Interpreting Coefficient of Determination

R2 is often called the coefficient of determination; it is sometimes interpreted as a measure of the influence of predictor variables on response variables. A high R2 is considered proof that a correct model has been specified and that the theory being tested is correct. A higher R2 in one model is taken to mean that the model is better that another model with a lower R2. Unfortunately, all these interpretations are wrong.

R2 is simply a measure of the spread of points around a regression line estimated from a given sample; it is not an estimator because there is no relevant population parameter. All calculated values of R2 refer only to the sample from which they come. If the goal of an analyst is to get a big R2, then the analyst’s goal does not coincide with the purpose of regression analysis. R2 can be increased several ways (e.g., increasing the number of predictor variables), but such strategies will likely destroy most of the desirable properties of regression analysis. A high R2 value is not a sufficient criterion to conclude that the correct model has been specified and the functional relationship being tested is true.

R2 value can be useful, however, when comparing two different models with the same response variable but different predictor variables. The measure of R2, in this case, becomes a goodness-of-fit statistic, providing a rough way to assess model specification. For a single equation, R2 can be considered a measure of how much variability in the response variable has been explained by the regression equation fitted from a given sample.

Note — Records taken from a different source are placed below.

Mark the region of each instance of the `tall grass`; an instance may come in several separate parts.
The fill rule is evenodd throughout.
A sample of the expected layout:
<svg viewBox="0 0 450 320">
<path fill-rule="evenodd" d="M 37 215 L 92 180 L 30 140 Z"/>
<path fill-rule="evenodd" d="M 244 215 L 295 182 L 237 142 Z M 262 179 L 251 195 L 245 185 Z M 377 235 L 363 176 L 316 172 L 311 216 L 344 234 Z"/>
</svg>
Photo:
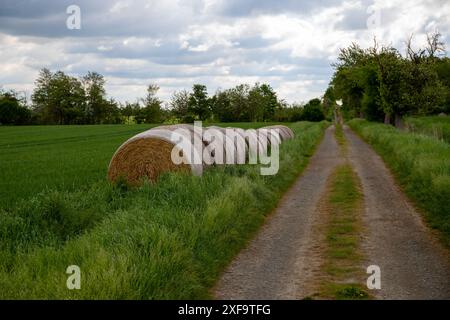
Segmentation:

How can you tell what good regression coefficients are and how can you tell how good a regression is as a whole? Standard errors are estimates of variance of regression coefficients across a sample. If they are small relative to the coefficients, then an analyst can be more confident that similar results would have emerged if a different sample were considered. Similarly, the use of an F-test will show if estimated regression coefficients are significant. R2 is associated with, but a poor substitute for, a test statistic.

There are also varieties of indirect uses of R2. It is often true that a high R2 results in small standard errors and high coefficients. Thus, a high R2 is good news for the analyst; R2 does not always mislead. The information provided by R2, however, is already available in other commonly used statistics, and these statistics are more accurate – the intent of regression is to model the population rather than sample.

Two More Rules

In addition to the more common conceptual mistakes that can be committed in regression analysis and the remedies already provided, there are two more general rules that apply to all types of statistical analysis:

  1. Concentrate on statistics that are meaningful and can be interpreted by non-statisticians.
  2. Try to use formal statistical models about which more is known. This will help the analyst to explain the practical significance of model parameters and the model will be more acceptable to the user.